After the flood | This is not a series about my aunt or my uncle

It’s the type of modern, brutal, hard-hitting and stirring TV series that we’re used to coming across on a paid platform, and therefore more niche, like Crave or Netflix.




With an almost documentary approach, this miniseries imagined and directed by Mara Joly follows four young people from a red-light and poor neighborhood in Montreal, who deal with violence, their own or that of a loved one. The dialogues jump from French to English, Franglais, Creole and Spanish, naturally, without altering the fluidity of the story (yes, there are subtitles if necessary, don’t screw up).

Really, I really liked it After the flood, which takes off Thursday at 9 p.m. on Noovo. This is a show – very different from the traditional soap opera – that is at once daring, captivating and original.

Moreover, for those who complain that Quebec TV always shows the same faces of white actors, know that the majority of the main roles in this fall novelty have been entrusted to actors from diverse backgrounds, unknown to the general public. And they are doing more than well, particularly comedian Erika Suarez, who plays a bubbly young Latina who dreams of fame by cleaning for the rich.

The first episode seems a little disheveled, but the intrigues unfold in a more organic way in the second, which gives the taste of going until the sixth and final hour.

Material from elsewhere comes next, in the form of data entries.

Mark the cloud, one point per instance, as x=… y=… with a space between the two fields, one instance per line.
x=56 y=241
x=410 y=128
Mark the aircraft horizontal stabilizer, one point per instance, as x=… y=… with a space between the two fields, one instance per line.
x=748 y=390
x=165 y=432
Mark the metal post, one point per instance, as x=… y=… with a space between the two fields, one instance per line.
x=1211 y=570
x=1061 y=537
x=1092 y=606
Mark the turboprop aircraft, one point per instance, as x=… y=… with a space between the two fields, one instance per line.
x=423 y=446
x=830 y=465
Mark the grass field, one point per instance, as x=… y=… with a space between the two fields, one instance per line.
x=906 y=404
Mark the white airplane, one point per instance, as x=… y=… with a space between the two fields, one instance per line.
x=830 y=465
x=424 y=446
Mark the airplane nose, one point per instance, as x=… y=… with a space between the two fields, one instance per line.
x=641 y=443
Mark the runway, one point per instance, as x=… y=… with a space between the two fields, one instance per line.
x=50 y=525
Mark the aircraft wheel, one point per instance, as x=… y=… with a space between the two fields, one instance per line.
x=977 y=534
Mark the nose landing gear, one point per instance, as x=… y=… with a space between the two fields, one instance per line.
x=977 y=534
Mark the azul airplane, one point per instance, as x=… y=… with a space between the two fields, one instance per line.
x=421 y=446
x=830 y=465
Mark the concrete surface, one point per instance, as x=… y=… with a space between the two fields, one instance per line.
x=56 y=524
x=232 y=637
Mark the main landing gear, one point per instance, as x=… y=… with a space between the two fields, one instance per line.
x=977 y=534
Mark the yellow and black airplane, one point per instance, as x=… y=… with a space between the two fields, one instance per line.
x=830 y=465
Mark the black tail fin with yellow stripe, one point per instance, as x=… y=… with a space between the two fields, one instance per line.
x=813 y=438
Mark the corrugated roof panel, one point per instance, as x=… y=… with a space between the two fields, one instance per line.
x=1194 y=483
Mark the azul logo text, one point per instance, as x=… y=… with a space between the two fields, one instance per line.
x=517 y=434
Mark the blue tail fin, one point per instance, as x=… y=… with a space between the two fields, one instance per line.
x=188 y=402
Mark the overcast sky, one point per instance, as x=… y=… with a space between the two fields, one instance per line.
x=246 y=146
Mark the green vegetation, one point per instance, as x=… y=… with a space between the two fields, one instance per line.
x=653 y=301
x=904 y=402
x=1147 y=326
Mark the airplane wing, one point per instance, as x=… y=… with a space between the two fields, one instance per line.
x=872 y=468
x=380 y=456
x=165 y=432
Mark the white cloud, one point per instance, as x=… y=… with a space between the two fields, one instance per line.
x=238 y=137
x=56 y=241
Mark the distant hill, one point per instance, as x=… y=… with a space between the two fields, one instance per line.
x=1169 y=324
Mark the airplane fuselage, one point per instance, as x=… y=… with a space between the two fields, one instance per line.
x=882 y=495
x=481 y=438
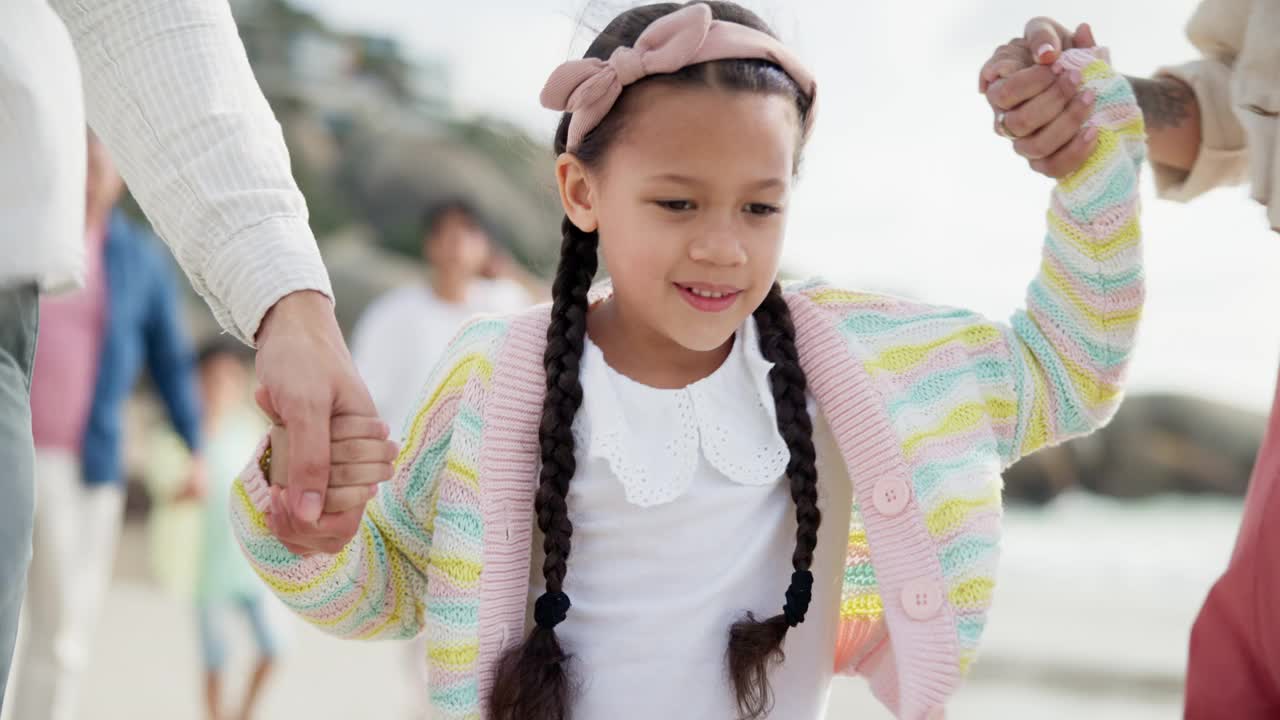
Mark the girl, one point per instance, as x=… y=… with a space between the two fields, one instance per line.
x=662 y=429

No, despite what you may imagine, After the flood doesn’t lecture ignorant viewers about privilege or systemic racism, frankly. Forget moral lessons. With acuteness and realism, beyond wokism, the series tells the story of the fall and redemption of four young delinquents who join a mixed martial arts club to avoid a criminal record.

It is a black police officer, Maxime Salomon (Penande Estime), who trains the four recruits, even if her boss (Stéphane Demers) is opposed to the idea of ​​teaching already violent people how to fight better.

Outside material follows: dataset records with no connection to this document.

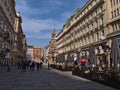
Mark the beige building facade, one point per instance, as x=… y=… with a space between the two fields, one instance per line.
x=89 y=33
x=8 y=37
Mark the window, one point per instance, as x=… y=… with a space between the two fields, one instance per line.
x=102 y=21
x=119 y=24
x=112 y=14
x=111 y=2
x=117 y=12
x=117 y=1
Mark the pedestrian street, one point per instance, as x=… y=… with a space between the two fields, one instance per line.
x=45 y=80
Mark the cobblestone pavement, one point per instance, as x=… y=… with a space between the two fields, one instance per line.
x=45 y=80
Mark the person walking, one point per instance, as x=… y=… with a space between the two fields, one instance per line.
x=41 y=65
x=38 y=66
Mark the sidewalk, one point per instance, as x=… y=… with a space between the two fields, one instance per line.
x=46 y=80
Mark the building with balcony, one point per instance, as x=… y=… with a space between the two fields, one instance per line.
x=7 y=20
x=90 y=32
x=12 y=39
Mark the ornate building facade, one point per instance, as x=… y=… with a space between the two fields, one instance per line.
x=89 y=33
x=8 y=37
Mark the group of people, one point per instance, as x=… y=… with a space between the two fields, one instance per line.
x=29 y=65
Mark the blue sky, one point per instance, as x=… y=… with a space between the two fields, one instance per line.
x=40 y=17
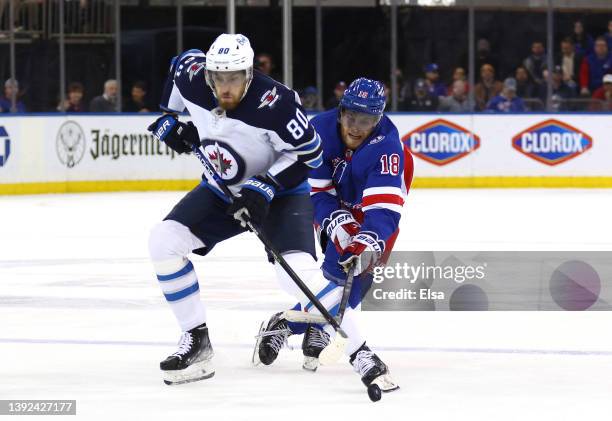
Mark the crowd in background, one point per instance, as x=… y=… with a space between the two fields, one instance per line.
x=581 y=80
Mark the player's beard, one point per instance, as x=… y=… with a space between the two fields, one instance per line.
x=229 y=100
x=353 y=138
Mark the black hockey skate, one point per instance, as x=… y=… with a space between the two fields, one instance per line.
x=192 y=361
x=314 y=341
x=372 y=369
x=270 y=340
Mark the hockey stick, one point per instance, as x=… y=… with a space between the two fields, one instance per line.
x=298 y=316
x=210 y=170
x=335 y=349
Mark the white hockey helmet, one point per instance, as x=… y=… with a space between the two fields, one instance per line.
x=230 y=53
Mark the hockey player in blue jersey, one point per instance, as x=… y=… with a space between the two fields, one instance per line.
x=255 y=132
x=358 y=194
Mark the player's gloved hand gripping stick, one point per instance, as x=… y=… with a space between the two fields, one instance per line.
x=336 y=347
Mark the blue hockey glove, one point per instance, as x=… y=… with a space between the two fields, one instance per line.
x=253 y=202
x=177 y=135
x=339 y=227
x=363 y=252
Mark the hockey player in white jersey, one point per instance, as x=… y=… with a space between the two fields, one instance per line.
x=255 y=132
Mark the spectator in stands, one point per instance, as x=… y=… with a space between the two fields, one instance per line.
x=487 y=88
x=458 y=101
x=507 y=101
x=562 y=91
x=458 y=74
x=536 y=62
x=608 y=35
x=107 y=102
x=484 y=55
x=11 y=87
x=525 y=88
x=583 y=42
x=334 y=101
x=432 y=78
x=138 y=99
x=594 y=67
x=309 y=97
x=422 y=99
x=570 y=62
x=74 y=100
x=604 y=95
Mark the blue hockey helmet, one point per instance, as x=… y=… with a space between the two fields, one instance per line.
x=364 y=95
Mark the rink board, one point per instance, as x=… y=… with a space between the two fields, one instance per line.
x=80 y=153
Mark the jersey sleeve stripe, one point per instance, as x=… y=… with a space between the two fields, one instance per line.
x=388 y=206
x=383 y=198
x=310 y=146
x=331 y=191
x=281 y=164
x=315 y=162
x=319 y=182
x=322 y=189
x=382 y=190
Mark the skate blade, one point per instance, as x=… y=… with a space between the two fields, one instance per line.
x=303 y=317
x=310 y=364
x=333 y=351
x=255 y=357
x=385 y=383
x=198 y=371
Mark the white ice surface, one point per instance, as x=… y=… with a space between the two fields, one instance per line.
x=82 y=317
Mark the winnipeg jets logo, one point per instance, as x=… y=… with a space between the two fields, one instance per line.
x=194 y=69
x=269 y=98
x=222 y=164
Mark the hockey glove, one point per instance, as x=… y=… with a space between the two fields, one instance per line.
x=177 y=135
x=363 y=252
x=253 y=202
x=340 y=228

IMAGE TAKEN FROMAFTER THE DELUGE

Penande Estime and Blanche Masse in a scene fromAfter the flood

But for children of the DPJ like the impulsive Dylane (Blanche Masse), the fight in the octagon allows her to channel her anger, her impulses and thus avoid snapping at anyone when she loses her temper. At 17, Dylane leaves a youth center and manages her hot temper very poorly (the very first scene ofAfter the flood butt hard, it goes without saying).

His mother, who raises him alone (Marilyse Bourke, very fair), is a bipolar woman who does not take medication, and leads him into a cycle of endless violence. Dylane, enraged and destitute, only relies on her big brother Jimmy (Karl Walcott), and even he finds her exhausting and considers abandoning her.

The most touching character ofAfter the flood is Eva (Erika Suarez, a discovery). Both of his immigrant parents operate a home cleaning business. A dropout, Eva helps at Super Clean and secretly feeds an OnlyFans account (renamed OnlyFame), which she hopes will enrich her. Behind Eva’s effervescent personality, we feel the distress of this young woman stuck among the poor, but who aspires to the more bling-bling world of the bourgeoisie.


IMAGE TAKEN FROMAFTER THE DELUGE

Erika Suarez

Of Haitian origin, the taciturn Jay (Steve Diouf Felwin) turns out to be a mystery. After a stay in prison, he still hangs out with his brother, a member of an influential street gang. Although he expresses a desire to end his criminal career, pressure mounts on Jay to return to collecting drug debts and robbing houses. How do we get out of this difficult environment in which we grew up? Jay orchestrates his escape by carrying a big secret that only his caring mother knows. The revelation of this punch in the second episode is surprising.

The language heard in After the flood is the one, mixed, who speaks in a neighborhood like Saint-Michel or Montréal-Nord, even if Noovo’s series never identifies the precise place where its protagonists live.

Throughout the episodes, you will see characters vaping (flavor: Red Bull and melon), handling firearms, lighting cigarettes, engaging in “stick and poke” (a form of tattooing), shouting at each other , drinking too much and living in very modest apartments.

OK, OK, a Spanish-speaking family involved in housekeeping and black people shooting guns in the middle of the night, isn’t that cliché? Yes and no. Yes, because these stereotypes, often true, have already been exploited on the small screen.

And no, becauseAfter the flood adds depth to characters who could have been one-dimensional. Without glorifying their misdeeds and without sinking into miserabilism either.

After the flood – not to be confused with Before the crash on Radio-Canada – is unlike anything currently offered on Quebec television. Less harsh than I would like to be erasedthis miniseries stands out from the crowd of local productions and deserves the rain of compliments that will shower it in the coming days.